Most existing methods handle cell instance segmentation problems directly without relying on additional detection boxes. These methods generally fails to separate touching cells due to the lack of global understanding of the objects. In contrast, box-based instance segmentation solves this problem by combining object detection with segmentation. However, existing methods typically utilize anchor box-based detectors, which would lead to inferior instance segmentation performance due to the class imbalance issue. In this paper, we propose a new box-based cell instance segmentation method. In particular, we first detect the five pre-defined points of a cell via keypoints detection. Then we group these points according to a keypoint graph and subsequently extract the bounding box for each cell. Finally, cell segmentation is performed on feature maps within the bounding boxes. We validate our method on two cell datasets with distinct object shapes, and empirically demonstrate the superiority of our method compared to other instance segmentation techniques. Code is available at: https://github.com/yijingru/KG_Instance_Segmentation.

Editorial analysis

A structured set of objections, weighed in public.

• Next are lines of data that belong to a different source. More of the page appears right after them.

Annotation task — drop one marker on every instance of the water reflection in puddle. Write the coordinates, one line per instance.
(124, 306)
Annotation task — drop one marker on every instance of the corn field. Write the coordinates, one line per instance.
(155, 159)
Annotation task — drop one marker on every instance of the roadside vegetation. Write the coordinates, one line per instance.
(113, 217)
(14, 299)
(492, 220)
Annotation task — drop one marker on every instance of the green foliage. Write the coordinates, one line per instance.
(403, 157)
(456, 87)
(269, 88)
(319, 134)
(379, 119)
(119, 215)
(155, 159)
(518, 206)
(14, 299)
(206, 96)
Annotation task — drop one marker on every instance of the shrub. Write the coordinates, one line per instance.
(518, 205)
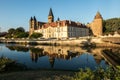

Desk editor's note, referee report, simulated authors' rebuttal, and a circularity audit. Tearing a paper down is the easy half of reading it; the pith above is the substance, this is the friction.

Desk Editor's Note private letter to a colleague

The paper's keypoint-graph pipeline for generating boxes before cell segmentation is a concrete alternative to anchors or direct masks, but the abstract supplies no metrics or ablations to support the superiority claim.

read the letter

The main thing to know is that this paper describes a three-stage box-based pipeline for cell instance segmentation: detect five pre-defined keypoints per cell, group them via a keypoint graph to form bounding boxes, then run segmentation inside those boxes. The intent is to handle touching cells better than direct segmentation methods and avoid class imbalance from anchor-box detectors. It releases code, which is straightforward to check.

Referee Report

2 major / 2 minor

Summary. The paper proposes a box-based cell instance segmentation pipeline: detect five pre-defined keypoints per cell, group them with a keypoint graph to extract per-cell bounding boxes, then run segmentation inside those boxes. It argues this avoids the touching-cell failures of direct instance segmentation and the class-imbalance problems of anchor-based detectors, and reports empirical superiority on two cell datasets with different shapes.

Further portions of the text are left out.